To complement the information presented for each plant in the nearly 500-page encyclopedia section, Perry adds his own brilliant photographs (3,100 images). Each plant is shown in a landscape setting, with buildings or hardscape elements for context and scale; additional images further illustrate the flowers, foliage, and/or fruit.

Summary lists, offering quick reference points for all the plants in the book, feature groupings by purpose or according to logical plant palettes, based upon a combination of aesthetics and water needs.
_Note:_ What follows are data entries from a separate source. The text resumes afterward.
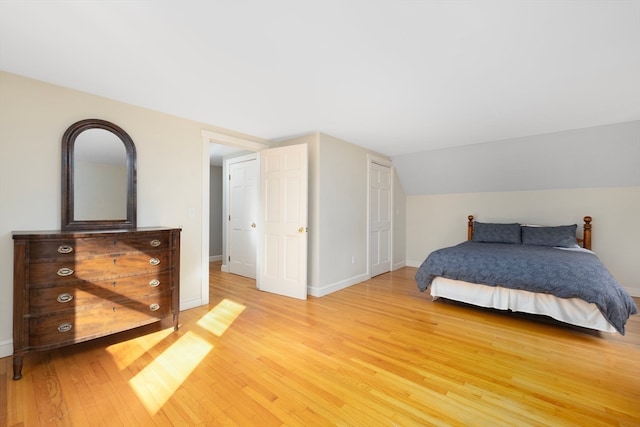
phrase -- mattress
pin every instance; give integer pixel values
(574, 311)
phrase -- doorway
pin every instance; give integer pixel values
(380, 207)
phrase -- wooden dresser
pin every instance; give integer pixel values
(73, 286)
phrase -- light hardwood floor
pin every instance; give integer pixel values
(377, 353)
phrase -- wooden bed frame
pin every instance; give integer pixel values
(585, 241)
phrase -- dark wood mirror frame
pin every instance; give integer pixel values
(69, 222)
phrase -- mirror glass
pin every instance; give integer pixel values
(98, 177)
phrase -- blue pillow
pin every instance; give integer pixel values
(562, 236)
(496, 233)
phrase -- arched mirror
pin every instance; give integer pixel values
(98, 177)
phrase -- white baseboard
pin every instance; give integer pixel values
(328, 289)
(190, 303)
(398, 265)
(6, 348)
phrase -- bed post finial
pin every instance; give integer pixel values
(586, 238)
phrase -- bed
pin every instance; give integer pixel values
(533, 269)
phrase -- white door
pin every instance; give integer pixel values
(243, 217)
(379, 218)
(282, 248)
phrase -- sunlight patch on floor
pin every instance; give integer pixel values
(126, 352)
(157, 382)
(219, 318)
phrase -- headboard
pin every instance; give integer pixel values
(585, 241)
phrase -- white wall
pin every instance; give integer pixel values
(601, 156)
(551, 179)
(338, 185)
(33, 118)
(435, 221)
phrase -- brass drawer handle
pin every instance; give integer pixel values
(65, 249)
(65, 297)
(65, 327)
(64, 272)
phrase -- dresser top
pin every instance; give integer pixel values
(44, 234)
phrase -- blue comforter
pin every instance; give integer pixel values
(561, 272)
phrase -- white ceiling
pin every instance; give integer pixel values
(396, 76)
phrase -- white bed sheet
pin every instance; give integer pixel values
(569, 310)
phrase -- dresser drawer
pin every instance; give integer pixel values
(82, 295)
(97, 320)
(58, 273)
(70, 249)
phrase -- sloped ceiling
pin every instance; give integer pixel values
(396, 76)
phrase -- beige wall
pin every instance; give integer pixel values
(33, 117)
(436, 221)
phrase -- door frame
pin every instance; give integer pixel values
(209, 137)
(371, 158)
(225, 201)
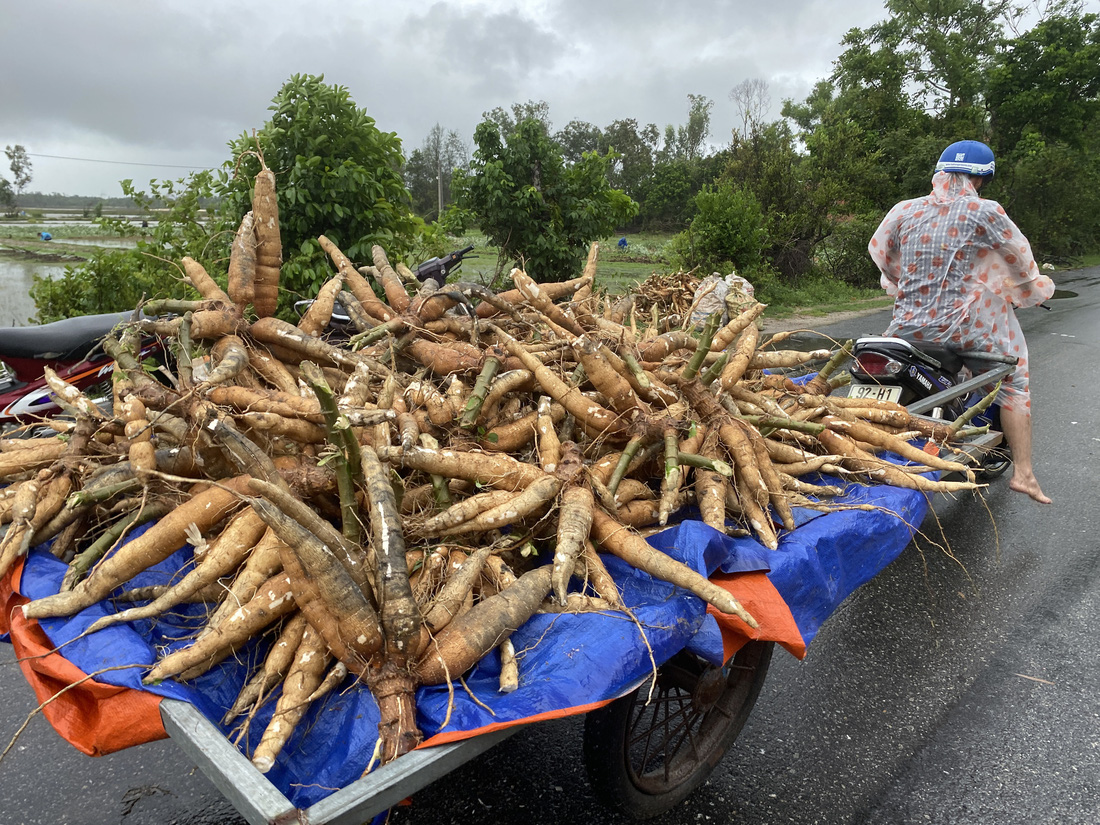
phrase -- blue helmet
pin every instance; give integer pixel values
(970, 157)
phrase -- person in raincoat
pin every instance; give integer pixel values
(957, 266)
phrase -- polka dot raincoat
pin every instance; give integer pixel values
(956, 265)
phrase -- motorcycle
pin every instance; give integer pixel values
(70, 348)
(934, 381)
(435, 268)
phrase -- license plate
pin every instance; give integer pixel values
(875, 392)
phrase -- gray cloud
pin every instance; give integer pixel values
(173, 81)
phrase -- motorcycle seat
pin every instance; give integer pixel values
(68, 339)
(949, 360)
(934, 355)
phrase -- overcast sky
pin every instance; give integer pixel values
(160, 87)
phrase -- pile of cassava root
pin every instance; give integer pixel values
(394, 501)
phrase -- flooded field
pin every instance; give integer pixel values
(17, 275)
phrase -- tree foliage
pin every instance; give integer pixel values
(728, 230)
(541, 212)
(430, 168)
(337, 175)
(21, 175)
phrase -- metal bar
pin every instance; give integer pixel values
(261, 803)
(245, 788)
(959, 389)
(391, 783)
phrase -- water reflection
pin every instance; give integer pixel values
(17, 275)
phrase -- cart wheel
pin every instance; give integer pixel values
(644, 757)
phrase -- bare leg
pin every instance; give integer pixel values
(1016, 428)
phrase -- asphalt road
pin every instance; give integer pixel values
(957, 686)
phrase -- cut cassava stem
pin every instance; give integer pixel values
(473, 408)
(272, 601)
(636, 551)
(348, 459)
(325, 591)
(205, 509)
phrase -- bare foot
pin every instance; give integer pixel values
(1027, 483)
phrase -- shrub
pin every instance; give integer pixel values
(727, 231)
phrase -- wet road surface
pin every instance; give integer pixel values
(957, 686)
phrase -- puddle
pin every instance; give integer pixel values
(17, 275)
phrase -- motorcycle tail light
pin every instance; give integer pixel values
(873, 363)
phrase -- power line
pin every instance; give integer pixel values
(121, 163)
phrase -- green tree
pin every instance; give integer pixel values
(631, 149)
(1046, 83)
(1044, 101)
(727, 230)
(20, 165)
(508, 120)
(578, 138)
(541, 212)
(429, 169)
(691, 138)
(337, 174)
(7, 195)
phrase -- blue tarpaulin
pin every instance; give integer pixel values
(568, 662)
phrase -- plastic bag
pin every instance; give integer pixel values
(727, 295)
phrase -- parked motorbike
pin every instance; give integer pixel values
(70, 348)
(932, 380)
(433, 268)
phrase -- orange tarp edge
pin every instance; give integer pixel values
(759, 596)
(95, 717)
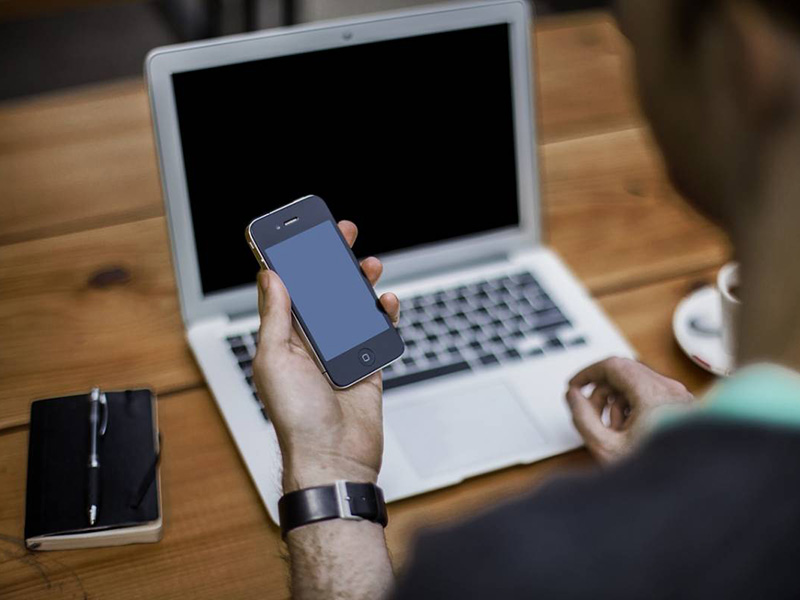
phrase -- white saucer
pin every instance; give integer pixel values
(697, 326)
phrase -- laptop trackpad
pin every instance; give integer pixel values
(467, 428)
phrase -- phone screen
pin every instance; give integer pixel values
(328, 291)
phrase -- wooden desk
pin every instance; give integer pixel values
(84, 261)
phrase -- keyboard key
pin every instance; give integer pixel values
(241, 352)
(425, 375)
(489, 359)
(548, 327)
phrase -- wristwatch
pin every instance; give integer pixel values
(342, 500)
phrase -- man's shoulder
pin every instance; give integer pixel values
(657, 522)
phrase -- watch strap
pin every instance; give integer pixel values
(343, 500)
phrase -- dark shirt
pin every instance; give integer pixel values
(707, 509)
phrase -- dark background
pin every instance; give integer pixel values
(411, 139)
(48, 45)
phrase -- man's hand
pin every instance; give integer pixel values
(630, 392)
(324, 434)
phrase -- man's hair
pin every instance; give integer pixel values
(784, 8)
(693, 12)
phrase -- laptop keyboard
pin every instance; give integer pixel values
(465, 328)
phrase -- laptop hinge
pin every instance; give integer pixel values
(423, 273)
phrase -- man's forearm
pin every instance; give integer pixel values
(340, 559)
(337, 558)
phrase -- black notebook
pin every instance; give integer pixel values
(129, 508)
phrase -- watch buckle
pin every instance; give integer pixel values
(343, 501)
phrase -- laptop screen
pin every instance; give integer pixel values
(412, 139)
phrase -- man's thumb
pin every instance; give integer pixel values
(275, 309)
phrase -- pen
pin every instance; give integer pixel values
(95, 400)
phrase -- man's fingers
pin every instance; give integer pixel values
(349, 231)
(599, 397)
(275, 309)
(373, 268)
(617, 415)
(588, 423)
(391, 305)
(620, 374)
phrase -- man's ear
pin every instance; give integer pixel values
(763, 62)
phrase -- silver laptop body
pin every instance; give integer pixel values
(496, 323)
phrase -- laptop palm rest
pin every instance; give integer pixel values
(469, 428)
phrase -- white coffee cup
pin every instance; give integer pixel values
(728, 284)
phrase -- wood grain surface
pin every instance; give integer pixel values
(87, 297)
(218, 539)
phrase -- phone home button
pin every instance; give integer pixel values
(366, 356)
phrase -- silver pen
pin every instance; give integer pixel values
(96, 400)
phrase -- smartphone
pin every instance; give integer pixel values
(334, 307)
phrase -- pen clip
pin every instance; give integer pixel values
(104, 420)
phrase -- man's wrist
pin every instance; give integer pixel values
(301, 474)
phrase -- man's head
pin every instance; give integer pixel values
(719, 80)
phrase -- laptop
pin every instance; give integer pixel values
(419, 126)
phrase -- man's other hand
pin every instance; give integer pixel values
(324, 434)
(628, 392)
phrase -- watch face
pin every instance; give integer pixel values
(342, 500)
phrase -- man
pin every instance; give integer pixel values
(706, 505)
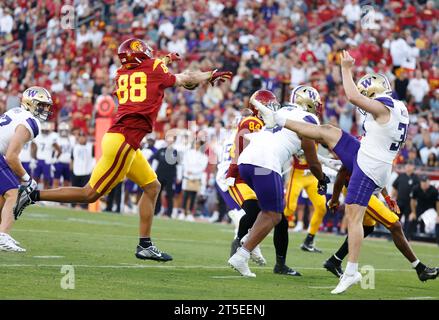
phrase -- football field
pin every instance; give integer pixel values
(100, 249)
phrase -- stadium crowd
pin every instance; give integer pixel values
(276, 45)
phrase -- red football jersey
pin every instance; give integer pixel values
(246, 125)
(140, 93)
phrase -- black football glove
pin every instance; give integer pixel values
(322, 186)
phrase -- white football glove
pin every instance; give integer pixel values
(331, 163)
(31, 184)
(271, 118)
(33, 164)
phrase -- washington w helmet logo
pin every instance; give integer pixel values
(366, 82)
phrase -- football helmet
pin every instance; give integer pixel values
(267, 98)
(64, 129)
(373, 84)
(133, 51)
(37, 101)
(308, 98)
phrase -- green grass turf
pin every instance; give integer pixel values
(101, 248)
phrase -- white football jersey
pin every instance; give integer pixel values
(45, 144)
(382, 142)
(271, 148)
(10, 120)
(66, 144)
(25, 154)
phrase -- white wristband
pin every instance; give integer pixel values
(25, 177)
(280, 119)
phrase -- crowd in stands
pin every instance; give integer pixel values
(267, 44)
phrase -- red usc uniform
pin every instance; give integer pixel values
(140, 93)
(240, 191)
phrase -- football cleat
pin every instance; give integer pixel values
(7, 243)
(256, 255)
(239, 262)
(234, 246)
(428, 274)
(152, 253)
(335, 269)
(23, 200)
(346, 281)
(309, 247)
(284, 269)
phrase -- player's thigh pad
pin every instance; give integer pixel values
(267, 185)
(360, 187)
(346, 149)
(113, 166)
(294, 187)
(140, 171)
(379, 212)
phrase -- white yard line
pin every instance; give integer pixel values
(144, 266)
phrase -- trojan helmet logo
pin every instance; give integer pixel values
(367, 82)
(136, 45)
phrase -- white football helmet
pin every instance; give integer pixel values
(308, 98)
(37, 101)
(373, 84)
(64, 129)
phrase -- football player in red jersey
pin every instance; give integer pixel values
(140, 85)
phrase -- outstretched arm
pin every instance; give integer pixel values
(374, 107)
(196, 77)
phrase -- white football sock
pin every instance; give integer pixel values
(351, 268)
(415, 263)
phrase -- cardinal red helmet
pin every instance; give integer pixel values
(267, 98)
(133, 51)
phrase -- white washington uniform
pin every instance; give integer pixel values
(273, 148)
(9, 122)
(381, 142)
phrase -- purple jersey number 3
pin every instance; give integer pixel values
(395, 146)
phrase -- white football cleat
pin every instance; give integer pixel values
(256, 255)
(239, 262)
(346, 281)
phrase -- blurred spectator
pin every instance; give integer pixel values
(167, 164)
(418, 87)
(194, 163)
(402, 188)
(423, 197)
(82, 162)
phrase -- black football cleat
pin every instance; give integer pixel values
(236, 243)
(335, 269)
(285, 270)
(428, 274)
(309, 247)
(152, 253)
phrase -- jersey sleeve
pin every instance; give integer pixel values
(33, 125)
(162, 71)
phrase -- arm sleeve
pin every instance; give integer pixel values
(33, 126)
(167, 79)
Perry uses an adaptation of the Sunset Western Garden Book climate zone map to assign a region of suitability for each plant.

Given the ongoing concerns about water use in California, Perry has provided an invaluable service to landscape professionals by quantifying the amount of water needed for successful cultivation of the plants in the book. Working from State of California guidelines, he categorized the relative amount of water each plant needs, assigned each plant to an Irrigation Group (either regular irrigation year-round or reduced irrigation during the dry season), and compared all to the Reference Evapotranspiration for each climate zone. The result is a formula that allows any project’s plantings to be fine-tuned to meet state or locally mandated restrictions on water budgets.

Landscape Plants for California Gardens should be on the reference shelf of every landscape professional working in the state, and in the personal library of anyone seriously interested in gardening responsibly in California.